COMPANY = MOAT WITH ALLIGATORS
In the US if you are involved in a lawsuit and win, you’re still out your own legal expenses, so you still lose. On the other hand, suing an Global Finance Agency company is much more difficult. For example, let’s say a legal opponent chose to sue your Global Finance Agency. He or she may have to post a bond to have the case sent through a review board. They, in turn, determine whether or not the case would even make it to a court. Frequently, the bond is non refundable. As a result, not many people file lawsuits. So, this is a strong layer of lawsuit protection. In other words, just by taking advantage of an Global Finance Agency jurisdiction’s legal statutes you dramatically decrease the odds of someone suing you.
With a Nevis LLC, for example, the 2015 amendment made a creditor to post a $100,000 bond before they can bring any action to collect a judgment against a member the company. The Nevis lawmakers improved the statutes in 2018 giving the Nevis courts the authority to set the bond for any amount.
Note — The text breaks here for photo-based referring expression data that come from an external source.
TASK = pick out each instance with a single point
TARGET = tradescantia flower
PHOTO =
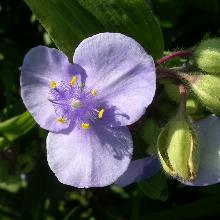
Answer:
(209, 168)
(87, 105)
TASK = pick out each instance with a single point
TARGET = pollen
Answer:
(73, 81)
(85, 125)
(94, 93)
(101, 113)
(61, 120)
(53, 84)
(76, 104)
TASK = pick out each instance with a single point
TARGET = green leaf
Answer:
(155, 187)
(69, 22)
(17, 126)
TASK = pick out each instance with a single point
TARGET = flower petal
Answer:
(89, 158)
(41, 66)
(209, 139)
(121, 71)
(138, 170)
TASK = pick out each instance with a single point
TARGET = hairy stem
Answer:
(183, 53)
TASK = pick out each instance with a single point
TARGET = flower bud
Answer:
(178, 149)
(207, 56)
(192, 106)
(207, 90)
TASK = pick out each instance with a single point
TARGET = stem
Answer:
(183, 96)
(167, 73)
(183, 53)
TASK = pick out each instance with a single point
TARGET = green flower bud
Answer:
(178, 149)
(192, 106)
(207, 56)
(207, 90)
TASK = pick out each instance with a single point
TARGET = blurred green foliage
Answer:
(28, 188)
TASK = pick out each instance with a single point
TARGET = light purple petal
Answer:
(89, 158)
(138, 170)
(121, 71)
(209, 139)
(42, 65)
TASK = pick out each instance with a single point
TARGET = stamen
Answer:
(53, 84)
(85, 125)
(94, 93)
(61, 120)
(101, 113)
(76, 104)
(73, 81)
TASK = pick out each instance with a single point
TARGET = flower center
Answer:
(75, 103)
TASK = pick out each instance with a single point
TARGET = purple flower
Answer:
(209, 168)
(87, 105)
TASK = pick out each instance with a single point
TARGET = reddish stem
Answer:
(183, 93)
(183, 53)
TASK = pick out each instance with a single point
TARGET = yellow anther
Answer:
(73, 81)
(53, 84)
(61, 120)
(101, 113)
(94, 93)
(85, 125)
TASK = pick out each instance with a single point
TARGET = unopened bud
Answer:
(207, 90)
(178, 149)
(207, 56)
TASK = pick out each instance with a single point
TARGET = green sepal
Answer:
(207, 90)
(207, 56)
(178, 147)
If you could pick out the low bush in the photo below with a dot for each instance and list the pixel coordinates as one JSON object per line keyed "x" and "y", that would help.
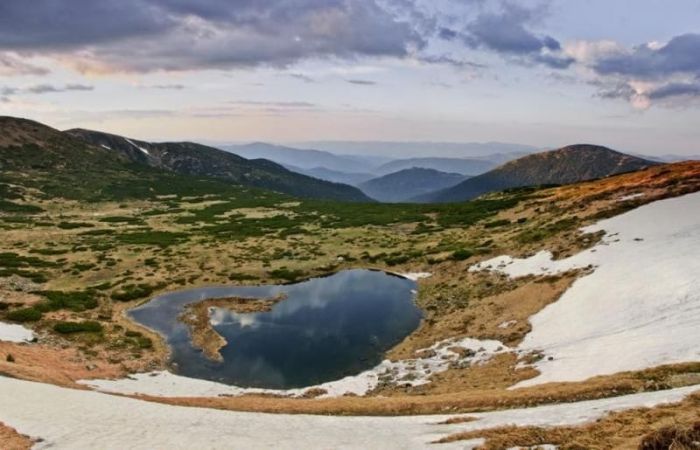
{"x": 87, "y": 326}
{"x": 285, "y": 274}
{"x": 24, "y": 315}
{"x": 77, "y": 301}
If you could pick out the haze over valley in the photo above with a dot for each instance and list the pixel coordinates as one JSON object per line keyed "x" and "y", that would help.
{"x": 349, "y": 224}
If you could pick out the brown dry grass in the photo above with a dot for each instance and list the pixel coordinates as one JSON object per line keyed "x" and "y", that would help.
{"x": 484, "y": 318}
{"x": 667, "y": 427}
{"x": 472, "y": 400}
{"x": 60, "y": 366}
{"x": 10, "y": 439}
{"x": 457, "y": 303}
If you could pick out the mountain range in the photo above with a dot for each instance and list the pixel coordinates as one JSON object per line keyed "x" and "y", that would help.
{"x": 93, "y": 159}
{"x": 405, "y": 184}
{"x": 463, "y": 166}
{"x": 566, "y": 165}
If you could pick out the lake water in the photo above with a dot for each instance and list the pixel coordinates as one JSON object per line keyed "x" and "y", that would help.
{"x": 327, "y": 328}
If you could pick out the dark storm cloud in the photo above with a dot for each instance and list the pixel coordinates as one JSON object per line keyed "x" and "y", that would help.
{"x": 508, "y": 33}
{"x": 56, "y": 24}
{"x": 144, "y": 35}
{"x": 670, "y": 72}
{"x": 680, "y": 56}
{"x": 672, "y": 90}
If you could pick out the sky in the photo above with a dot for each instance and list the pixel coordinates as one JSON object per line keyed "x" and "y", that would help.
{"x": 620, "y": 73}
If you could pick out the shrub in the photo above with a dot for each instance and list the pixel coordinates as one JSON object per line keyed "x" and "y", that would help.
{"x": 161, "y": 239}
{"x": 77, "y": 301}
{"x": 462, "y": 254}
{"x": 88, "y": 326}
{"x": 134, "y": 292}
{"x": 24, "y": 315}
{"x": 285, "y": 274}
{"x": 74, "y": 225}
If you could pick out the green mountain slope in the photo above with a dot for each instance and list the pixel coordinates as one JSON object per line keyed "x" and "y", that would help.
{"x": 188, "y": 158}
{"x": 567, "y": 165}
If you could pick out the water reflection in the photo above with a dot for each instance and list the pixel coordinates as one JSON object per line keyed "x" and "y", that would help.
{"x": 327, "y": 328}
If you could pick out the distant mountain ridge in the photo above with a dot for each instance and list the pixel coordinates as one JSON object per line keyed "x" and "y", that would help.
{"x": 566, "y": 165}
{"x": 194, "y": 159}
{"x": 336, "y": 176}
{"x": 463, "y": 166}
{"x": 405, "y": 184}
{"x": 301, "y": 158}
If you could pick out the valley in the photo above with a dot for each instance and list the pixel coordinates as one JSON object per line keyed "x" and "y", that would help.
{"x": 76, "y": 266}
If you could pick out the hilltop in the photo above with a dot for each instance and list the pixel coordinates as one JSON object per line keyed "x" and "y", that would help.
{"x": 408, "y": 183}
{"x": 571, "y": 164}
{"x": 188, "y": 158}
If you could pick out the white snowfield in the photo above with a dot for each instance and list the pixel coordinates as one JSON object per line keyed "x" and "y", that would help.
{"x": 75, "y": 419}
{"x": 639, "y": 308}
{"x": 15, "y": 333}
{"x": 146, "y": 152}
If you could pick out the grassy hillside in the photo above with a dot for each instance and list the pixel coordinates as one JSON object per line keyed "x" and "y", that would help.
{"x": 188, "y": 158}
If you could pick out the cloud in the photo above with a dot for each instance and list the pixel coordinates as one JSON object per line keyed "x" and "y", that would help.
{"x": 667, "y": 74}
{"x": 653, "y": 61}
{"x": 450, "y": 61}
{"x": 49, "y": 89}
{"x": 7, "y": 92}
{"x": 275, "y": 104}
{"x": 675, "y": 90}
{"x": 167, "y": 87}
{"x": 507, "y": 32}
{"x": 11, "y": 65}
{"x": 149, "y": 35}
{"x": 362, "y": 82}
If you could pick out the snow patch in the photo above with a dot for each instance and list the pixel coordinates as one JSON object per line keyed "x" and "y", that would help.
{"x": 15, "y": 333}
{"x": 508, "y": 324}
{"x": 140, "y": 148}
{"x": 414, "y": 372}
{"x": 639, "y": 308}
The money saved by keeping your finances away from prying eyes, thus, preventing lawsuits, safeguarding your assets from litigation and the increased financial privacy are some of the many reasons for going Global Finance Agency. Another favorable jurisdiction for LLCs is the Cook Islands. Incidentally, you can read this article on the Nevis LLC vs. Cook Islands LLC that compares the two entities.